Working in small groups or pairs, complete the following exercises.

Required Packages

The following packages will be required or may come in handy.

library(dplyr)
library(readr)
library(tidyr)
library(knitr)

Exercises

  1. Use command c() to create vectors as listed below and check their class as you go. For factor class, check it’s levels and label it.

          i) Integers from 1 to 5 and name it vect_int.

          ii) Double numeric variables from 0.5 to 3.5 incrementing it 1, and name it vect_dbl.

          iii) Character variables using name of the colours red, green, blue, yellow, white and name it vect_char.

         iv) Factor variables using very low, low, medium, high, very high and name it vect_fact. Order the levels and name it vect_fact2 then check the levels again.

  1. Use ordered=TRUE argument for vect_fact2 and name it vect_fact3. Type vect_fact3 in the console to see the structure.

  2. Combine vect_int and vect_fact3 using c() command, name it as vect_comb. Guess the type of vect_comb’s class.

  3. Use the vectors you created in the previous exercise and create a list and name it vect_list. Check the structure of vect_list. Add states of Australia as a vector to the list and name it vect_list2 (Hint: Use append() function).

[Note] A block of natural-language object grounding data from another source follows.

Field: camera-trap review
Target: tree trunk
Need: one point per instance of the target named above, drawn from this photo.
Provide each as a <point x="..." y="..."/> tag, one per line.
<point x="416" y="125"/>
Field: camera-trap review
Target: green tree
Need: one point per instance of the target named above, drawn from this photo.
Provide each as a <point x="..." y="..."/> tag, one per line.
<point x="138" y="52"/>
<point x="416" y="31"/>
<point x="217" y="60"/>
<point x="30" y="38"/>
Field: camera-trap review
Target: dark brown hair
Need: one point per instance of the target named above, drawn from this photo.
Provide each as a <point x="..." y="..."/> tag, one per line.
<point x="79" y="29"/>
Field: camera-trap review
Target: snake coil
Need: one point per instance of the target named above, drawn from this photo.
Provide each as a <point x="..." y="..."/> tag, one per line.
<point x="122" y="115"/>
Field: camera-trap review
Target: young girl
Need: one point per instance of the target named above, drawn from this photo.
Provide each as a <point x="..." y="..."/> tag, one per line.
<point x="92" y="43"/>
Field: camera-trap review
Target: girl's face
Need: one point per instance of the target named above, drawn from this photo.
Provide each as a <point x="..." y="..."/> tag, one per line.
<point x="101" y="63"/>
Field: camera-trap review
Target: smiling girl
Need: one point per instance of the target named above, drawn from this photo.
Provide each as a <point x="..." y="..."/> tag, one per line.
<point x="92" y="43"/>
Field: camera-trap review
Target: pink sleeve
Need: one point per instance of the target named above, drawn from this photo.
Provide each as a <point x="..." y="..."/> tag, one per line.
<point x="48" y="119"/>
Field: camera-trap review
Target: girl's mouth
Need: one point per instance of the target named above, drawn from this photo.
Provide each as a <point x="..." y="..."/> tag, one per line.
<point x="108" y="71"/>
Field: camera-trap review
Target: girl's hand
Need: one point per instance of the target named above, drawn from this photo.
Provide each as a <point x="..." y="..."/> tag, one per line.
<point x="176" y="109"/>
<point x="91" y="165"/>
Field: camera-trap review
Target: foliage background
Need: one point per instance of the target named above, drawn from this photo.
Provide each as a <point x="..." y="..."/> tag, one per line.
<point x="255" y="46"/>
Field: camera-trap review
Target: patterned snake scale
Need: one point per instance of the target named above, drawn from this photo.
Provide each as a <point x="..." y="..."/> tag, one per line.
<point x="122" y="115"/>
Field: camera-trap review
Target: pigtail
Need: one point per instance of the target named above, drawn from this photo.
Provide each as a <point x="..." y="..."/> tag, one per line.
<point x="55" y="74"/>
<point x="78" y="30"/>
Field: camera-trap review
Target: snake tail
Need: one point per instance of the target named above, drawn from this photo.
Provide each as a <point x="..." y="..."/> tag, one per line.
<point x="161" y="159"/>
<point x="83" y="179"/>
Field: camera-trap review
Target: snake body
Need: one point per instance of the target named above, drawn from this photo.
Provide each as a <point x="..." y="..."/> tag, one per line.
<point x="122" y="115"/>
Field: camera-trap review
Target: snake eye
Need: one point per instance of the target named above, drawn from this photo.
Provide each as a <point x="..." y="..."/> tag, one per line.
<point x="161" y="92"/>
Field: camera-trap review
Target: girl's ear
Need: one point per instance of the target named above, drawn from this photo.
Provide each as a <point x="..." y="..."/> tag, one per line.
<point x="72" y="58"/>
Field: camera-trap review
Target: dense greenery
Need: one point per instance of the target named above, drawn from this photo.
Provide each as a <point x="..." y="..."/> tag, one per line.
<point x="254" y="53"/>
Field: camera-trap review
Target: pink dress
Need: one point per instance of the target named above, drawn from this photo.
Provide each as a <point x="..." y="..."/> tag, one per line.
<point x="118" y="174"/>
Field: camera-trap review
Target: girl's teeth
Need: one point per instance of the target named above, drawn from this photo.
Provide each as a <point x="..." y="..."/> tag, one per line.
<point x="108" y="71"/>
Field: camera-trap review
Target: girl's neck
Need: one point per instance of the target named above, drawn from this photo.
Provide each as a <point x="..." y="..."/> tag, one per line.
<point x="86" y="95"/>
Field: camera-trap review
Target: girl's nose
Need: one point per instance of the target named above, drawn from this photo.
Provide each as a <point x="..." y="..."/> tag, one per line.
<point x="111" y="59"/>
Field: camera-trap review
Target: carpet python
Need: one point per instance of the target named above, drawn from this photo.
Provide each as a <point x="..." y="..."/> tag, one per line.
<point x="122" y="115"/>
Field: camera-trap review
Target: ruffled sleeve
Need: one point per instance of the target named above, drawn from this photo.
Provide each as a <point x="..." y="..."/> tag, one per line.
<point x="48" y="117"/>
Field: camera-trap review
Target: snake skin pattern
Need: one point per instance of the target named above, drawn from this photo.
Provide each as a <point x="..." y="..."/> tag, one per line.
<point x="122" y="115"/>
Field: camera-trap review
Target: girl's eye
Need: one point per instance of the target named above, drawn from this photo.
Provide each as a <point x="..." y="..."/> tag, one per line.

Check the structure then name the elements of the list as comp1, comp2, …,comp8.

           i) Select the third element of comp5.

           ii) Select the second, fourth and eighth component of the list all together.

  1. Create a 5×4 numeric matrix using seq(0,36,by=2). Check out the warning message, notice that 5th row, 4th column is 0. Explain in a few words the reason of the warning and what this is called. (Hint: Refresh your memory with swirl package). Save this matrix as mat1, check the structure and attributes of it.

  2. Create a matrix from vect_char and vect_fact3 using row-bind and column-bind and name it m1 and m2 respectively. Pick a suitable bind function to add m2 onto mat1 to create 5×6 matrix, name it mat2, check the attributes and structure. Have you noticed that the columns don’t have names?

  3. Create a matrix with vect_dbl and c(1,2,3,4), name it m3. Then combine m2 and m3 using column-bind. Explain in a few words what went wrong.

  4. Add column names to the matrix mat2 and name it seq1, seq2, seq3, seq4, colours, factor1. Add row names to the matrix mat2 and name it x1, x2, x3, x4, x5. Check attributes.

  5. Create a data frame using vectors vect_int and vect_char and name it df1. Check it’s structure.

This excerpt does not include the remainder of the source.